I don’t know if she left the lecture on protecting ourselves rather short because she sensed that we were not people who were sleeping around, but for the average person coming into counseling, I thought that much more could have been said (we were pretty much saying ‘Yes, yes’ to everything), as it was not very educational or convincing if they’re really trying to change behaviour.

My personal feeling is that multiple partners is very common in sub-Saharan Africa, and rather than campaign for people to ‘break the chain’ by being monogamous or having less partners, they could modify the idea to ‘protect yourself from the chain’, showing how a condom protects us from whatever diseases we are sexually connected to, and if we really want to enjoy ourselves and think about our own health, the best way to do it is to use condoms every time we’re with somebody.

The counselor eventually allowed us to move onto the second office, where we were greeted by a man and an enthusiastic woman, who said she was very happy to see a young couple coming to do testing together (it doesn’t seem very common here, and 95% of the people in the waiting room were women, not men).

As they prepared to give us a ‘rapid test’, which takes only about 15 minutes, I noticed that the man was working away without any latex gloves on. This reminded me of a poster I saw in the VSO office, asking people to donate latex gloves to NGOs to be shipped overseas.

First, my finger was pricked with some type of needle, then the blood sucked into a little glass tube, and finally dropped on two different types of tests. After we both did it, we were sent back out to the waiting room, for what seemed like much longer than fifteen minutes.

When we were called back into the room, there was an immediate sense of relief, as the woman referred to us in a playful voice as the beautiful young couple, before asking if we were ready for our results. She gave each of us the other’s result, ensuring that we shared the correct information: both said ‘non-reactive post test’, which wasn’t exactly clear. She explained that at this point, both of our blood samples showed no trace of HIV/AIDS, but that there is a three-month window from the time we had sex with our last partner, and during those three months, an HIV-positive person could still test negative, as the virus grows in the body. Her suggestion during this time was to ‘condomize’, and then come back for a follow-up test after three months. She said that we should feel happy, and asked us to hug and kiss for her before leaving. We exited the room with big smiles on our faces, looking forward to what comes next without a heavy stress from the unknown.

We both thanked each other (before and after the test) for doing this together, and it made me feel very responsible, as we walked around the city in each other’s arms (receiving a lot of stares from the crowds who still aren’t so accustomed to seeing mixed-race couples here, but that’s another story!). It’s definitely worth holding off the next time you find yourself hot and ready with someone you don’t know, especially in a high-risk situation, so that you can first remove any fears and hesitation (and knowing your partner’s status will do that), before enjoying the pleasures that come with a peaceful mind.
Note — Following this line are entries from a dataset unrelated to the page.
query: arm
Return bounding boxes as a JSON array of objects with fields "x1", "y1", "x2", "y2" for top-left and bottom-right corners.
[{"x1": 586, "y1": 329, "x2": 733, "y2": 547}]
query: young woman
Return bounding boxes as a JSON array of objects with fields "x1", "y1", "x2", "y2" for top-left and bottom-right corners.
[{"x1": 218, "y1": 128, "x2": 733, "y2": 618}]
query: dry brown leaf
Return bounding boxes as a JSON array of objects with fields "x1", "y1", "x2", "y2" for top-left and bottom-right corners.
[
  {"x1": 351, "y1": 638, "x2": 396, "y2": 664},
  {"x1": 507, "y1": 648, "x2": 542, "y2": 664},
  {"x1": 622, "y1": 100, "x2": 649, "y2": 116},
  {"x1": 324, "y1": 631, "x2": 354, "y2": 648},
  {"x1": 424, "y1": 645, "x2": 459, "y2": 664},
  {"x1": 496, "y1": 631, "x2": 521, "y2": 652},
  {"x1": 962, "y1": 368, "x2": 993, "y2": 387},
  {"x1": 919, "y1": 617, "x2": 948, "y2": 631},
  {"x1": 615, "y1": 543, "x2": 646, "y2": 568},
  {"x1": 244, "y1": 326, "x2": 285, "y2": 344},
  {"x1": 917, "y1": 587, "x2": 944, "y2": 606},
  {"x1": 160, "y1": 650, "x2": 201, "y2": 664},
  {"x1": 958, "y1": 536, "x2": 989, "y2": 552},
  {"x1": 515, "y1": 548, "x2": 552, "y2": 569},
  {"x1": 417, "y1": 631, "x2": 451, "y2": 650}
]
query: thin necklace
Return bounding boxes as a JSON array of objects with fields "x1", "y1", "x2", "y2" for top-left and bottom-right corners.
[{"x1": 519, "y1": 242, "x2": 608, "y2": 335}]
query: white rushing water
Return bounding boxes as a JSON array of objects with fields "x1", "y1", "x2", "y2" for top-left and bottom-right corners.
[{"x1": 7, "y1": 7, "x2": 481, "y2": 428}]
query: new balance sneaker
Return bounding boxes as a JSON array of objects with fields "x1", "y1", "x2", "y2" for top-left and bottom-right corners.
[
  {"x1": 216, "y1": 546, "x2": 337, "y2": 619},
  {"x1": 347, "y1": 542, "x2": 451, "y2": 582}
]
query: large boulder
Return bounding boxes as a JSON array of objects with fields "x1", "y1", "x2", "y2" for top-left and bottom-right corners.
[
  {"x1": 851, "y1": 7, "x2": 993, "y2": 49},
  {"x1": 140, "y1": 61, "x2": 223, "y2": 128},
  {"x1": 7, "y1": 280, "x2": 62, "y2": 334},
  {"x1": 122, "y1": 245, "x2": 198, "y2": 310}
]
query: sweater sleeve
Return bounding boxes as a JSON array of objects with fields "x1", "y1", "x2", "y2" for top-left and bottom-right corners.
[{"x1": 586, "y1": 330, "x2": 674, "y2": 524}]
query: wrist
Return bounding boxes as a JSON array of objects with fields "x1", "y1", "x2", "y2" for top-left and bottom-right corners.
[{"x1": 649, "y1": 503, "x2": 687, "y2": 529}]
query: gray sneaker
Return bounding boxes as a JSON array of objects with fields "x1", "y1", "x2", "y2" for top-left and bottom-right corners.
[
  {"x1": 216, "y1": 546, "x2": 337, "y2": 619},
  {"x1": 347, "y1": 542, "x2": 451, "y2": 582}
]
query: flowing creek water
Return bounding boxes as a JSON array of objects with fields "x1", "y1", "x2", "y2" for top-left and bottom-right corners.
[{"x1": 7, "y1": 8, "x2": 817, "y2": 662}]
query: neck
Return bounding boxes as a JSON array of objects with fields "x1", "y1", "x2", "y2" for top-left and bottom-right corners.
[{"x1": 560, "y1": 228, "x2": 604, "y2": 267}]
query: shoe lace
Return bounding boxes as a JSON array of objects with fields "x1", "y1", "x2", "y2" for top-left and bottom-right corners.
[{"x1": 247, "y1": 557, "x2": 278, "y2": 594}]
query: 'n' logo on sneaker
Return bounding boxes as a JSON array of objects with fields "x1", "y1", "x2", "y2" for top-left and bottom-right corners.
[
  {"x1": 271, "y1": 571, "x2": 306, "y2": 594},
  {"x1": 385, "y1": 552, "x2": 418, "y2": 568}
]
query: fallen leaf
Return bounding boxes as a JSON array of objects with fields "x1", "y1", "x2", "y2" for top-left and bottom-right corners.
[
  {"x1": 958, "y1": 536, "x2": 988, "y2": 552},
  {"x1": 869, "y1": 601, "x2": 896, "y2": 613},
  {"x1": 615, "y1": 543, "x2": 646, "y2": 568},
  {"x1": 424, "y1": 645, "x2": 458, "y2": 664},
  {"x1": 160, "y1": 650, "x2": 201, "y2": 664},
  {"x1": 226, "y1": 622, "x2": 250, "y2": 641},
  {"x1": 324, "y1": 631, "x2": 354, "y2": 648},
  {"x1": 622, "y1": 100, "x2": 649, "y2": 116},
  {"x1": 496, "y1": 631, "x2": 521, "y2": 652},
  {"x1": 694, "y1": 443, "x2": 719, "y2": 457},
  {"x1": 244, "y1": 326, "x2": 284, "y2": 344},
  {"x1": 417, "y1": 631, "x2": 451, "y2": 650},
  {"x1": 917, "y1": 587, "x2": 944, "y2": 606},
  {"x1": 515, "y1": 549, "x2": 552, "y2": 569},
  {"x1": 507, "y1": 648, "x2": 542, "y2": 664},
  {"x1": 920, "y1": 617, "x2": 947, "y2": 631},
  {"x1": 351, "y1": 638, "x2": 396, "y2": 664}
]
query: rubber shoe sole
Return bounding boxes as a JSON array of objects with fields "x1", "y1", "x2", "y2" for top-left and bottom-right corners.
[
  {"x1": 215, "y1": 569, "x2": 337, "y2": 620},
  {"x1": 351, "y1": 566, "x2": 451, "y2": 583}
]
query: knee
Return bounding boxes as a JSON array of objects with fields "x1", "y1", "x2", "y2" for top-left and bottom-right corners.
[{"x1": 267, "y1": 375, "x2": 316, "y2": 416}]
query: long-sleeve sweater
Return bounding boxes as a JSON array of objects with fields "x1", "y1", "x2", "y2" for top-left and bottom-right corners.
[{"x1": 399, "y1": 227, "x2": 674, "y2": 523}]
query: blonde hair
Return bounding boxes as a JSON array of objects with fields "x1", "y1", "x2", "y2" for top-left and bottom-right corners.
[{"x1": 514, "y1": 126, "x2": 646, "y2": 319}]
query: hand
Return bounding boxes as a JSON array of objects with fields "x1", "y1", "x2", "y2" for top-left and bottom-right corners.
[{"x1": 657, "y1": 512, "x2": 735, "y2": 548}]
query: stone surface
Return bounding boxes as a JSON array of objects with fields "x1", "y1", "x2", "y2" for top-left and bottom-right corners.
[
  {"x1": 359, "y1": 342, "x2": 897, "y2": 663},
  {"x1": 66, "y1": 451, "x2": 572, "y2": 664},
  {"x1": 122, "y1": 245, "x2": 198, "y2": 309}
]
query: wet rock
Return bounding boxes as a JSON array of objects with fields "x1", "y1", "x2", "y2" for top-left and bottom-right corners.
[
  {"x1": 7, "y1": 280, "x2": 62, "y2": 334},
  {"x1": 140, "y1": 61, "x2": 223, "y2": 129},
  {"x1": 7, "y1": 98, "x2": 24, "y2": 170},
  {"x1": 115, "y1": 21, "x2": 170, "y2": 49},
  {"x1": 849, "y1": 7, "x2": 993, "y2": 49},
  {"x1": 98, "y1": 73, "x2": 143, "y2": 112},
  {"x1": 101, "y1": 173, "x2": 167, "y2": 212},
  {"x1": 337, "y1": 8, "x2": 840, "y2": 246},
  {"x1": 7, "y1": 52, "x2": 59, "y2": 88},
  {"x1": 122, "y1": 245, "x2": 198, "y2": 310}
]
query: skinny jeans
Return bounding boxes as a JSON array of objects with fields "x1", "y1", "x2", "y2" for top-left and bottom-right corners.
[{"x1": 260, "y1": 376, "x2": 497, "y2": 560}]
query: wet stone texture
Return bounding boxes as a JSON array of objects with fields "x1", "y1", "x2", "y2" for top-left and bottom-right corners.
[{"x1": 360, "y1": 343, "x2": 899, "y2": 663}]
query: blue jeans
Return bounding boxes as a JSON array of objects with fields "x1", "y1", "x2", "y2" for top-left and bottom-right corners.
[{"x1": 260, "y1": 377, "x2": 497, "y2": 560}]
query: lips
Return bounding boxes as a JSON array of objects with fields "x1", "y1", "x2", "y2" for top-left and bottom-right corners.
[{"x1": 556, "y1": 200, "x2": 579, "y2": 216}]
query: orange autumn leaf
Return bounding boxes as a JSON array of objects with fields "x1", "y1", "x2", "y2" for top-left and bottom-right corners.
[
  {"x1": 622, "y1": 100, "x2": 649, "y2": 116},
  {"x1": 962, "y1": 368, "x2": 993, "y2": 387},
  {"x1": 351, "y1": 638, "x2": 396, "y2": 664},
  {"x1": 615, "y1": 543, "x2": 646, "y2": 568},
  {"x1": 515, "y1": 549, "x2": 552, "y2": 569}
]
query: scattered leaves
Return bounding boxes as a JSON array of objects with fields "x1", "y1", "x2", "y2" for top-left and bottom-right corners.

3 Responses to “testing before sexing: responsible = relief”


  1. 1 Tammie
    July 25, 2010 at 6:21 am

    Great post Brian. Also worth mentioning is a stat I was given during my time in Nigeria: 20% of volunteers return HIV positive. Scary. And it was something like 90% of those were from sex with other volunteers. So although many people seem to have the mind set that it’s “high risk” to have sex with a person who’s local to your volunteer station, also keep in mind that it’s just as risky to have sex with another volunteer! It’s important to get tested and practice safer sex no matter who you choose to become involved with.

    I had the opportunity to go with a friend in Lagos to get tested. I told her I’d get tested too if she’d go, she was worried about her status due to her relationship with a man who was not monogamous. I am happy to say I was impressed with the clinic we went to. The staff had a healthy & encouraging approach, quality information, counseling, and support. At that clinic they reported a 22% infection rate of people coming to their clinic for testing! In a city of over 20 million people that is a scary number.